As to the CFPB's lawsuit, Vinge said, "We are disappointed that the CFPB has decided to target Sprint on this issue, and we strongly disagree with its characterization of our business practices. Sprint took considerable steps to protect wireless customers from unauthorized third-party billing and is an industry leader in proactively preventing unauthorized charges. We recognize this is an important issue for our customers, and we consistently have encouraged any customers who think they may have incurred an unauthorized third-party charge on their phone bill to contact Sprint to resolve the issue."

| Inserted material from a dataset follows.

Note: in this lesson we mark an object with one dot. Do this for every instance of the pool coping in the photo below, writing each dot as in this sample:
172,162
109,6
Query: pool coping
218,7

Vinge noted that Sprint was "the first major wireless carrier to partner with an outside compliance vendor to proactively monitor companies that placed charges on Sprint bills." The company also provides resources to customers who wish to block third-party charges and offers a "favorable refund policy" for consumers who believe they have incurred crammed charges, she added.

Numerous 'Red Flags' Missed

In October, the FCC reached a $105 million settlement with AT&T Mobility over similar cramming complaints about unauthorized third-party charges and premium text messaging services. At the time, the agency noted that it was "the largest enforcement action in FCC history."

In July, the U.S. Federal Trade Commission (FTC) also came out with new guidelines aimed at improving anti-cramming protections for wireless customers. The guidelines didn't expand existing regulations but recommended a set of consumer-focused best practices for mobile carriers.

According to the FTC, the real cost of cramming to consumers in dollars is unknown. Three cases brought by the agency in 2013 were settled with the FTC handing down more than $160 million in judgments. Cramming is "almost the perfect scam," one official with the National Consumers League has said.

"Consumers ended up paying tens of millions of dollars in unauthorized charges, even though many of them had no idea that third parties could even place charges on their bills," said CFPB Director Richard Cordray, upon announcing the agency's lawsuit against Sprint. "As the use of mobile payments grows, we will continue to hold wireless carriers accountable for illegal third-party billing."

Unauthorized charges to Sprint customers between 2004 and December 2013 amounted to "millions of dollar each year," according to the CFPB filing. The company's billing and payment system, "gave third parties virtually unfettered access to its customers' accounts," according to the CFPB lawsuit. The company also continued to operate that system "despite numerous red flags, such as high refund rates and complaints from customers, law-enforcement agencies, and consumer groups."

The CFPB's complaint noted a number of violations by Sprint under the Dodd-Frank Wall Street Reform and Consumer Protection Act.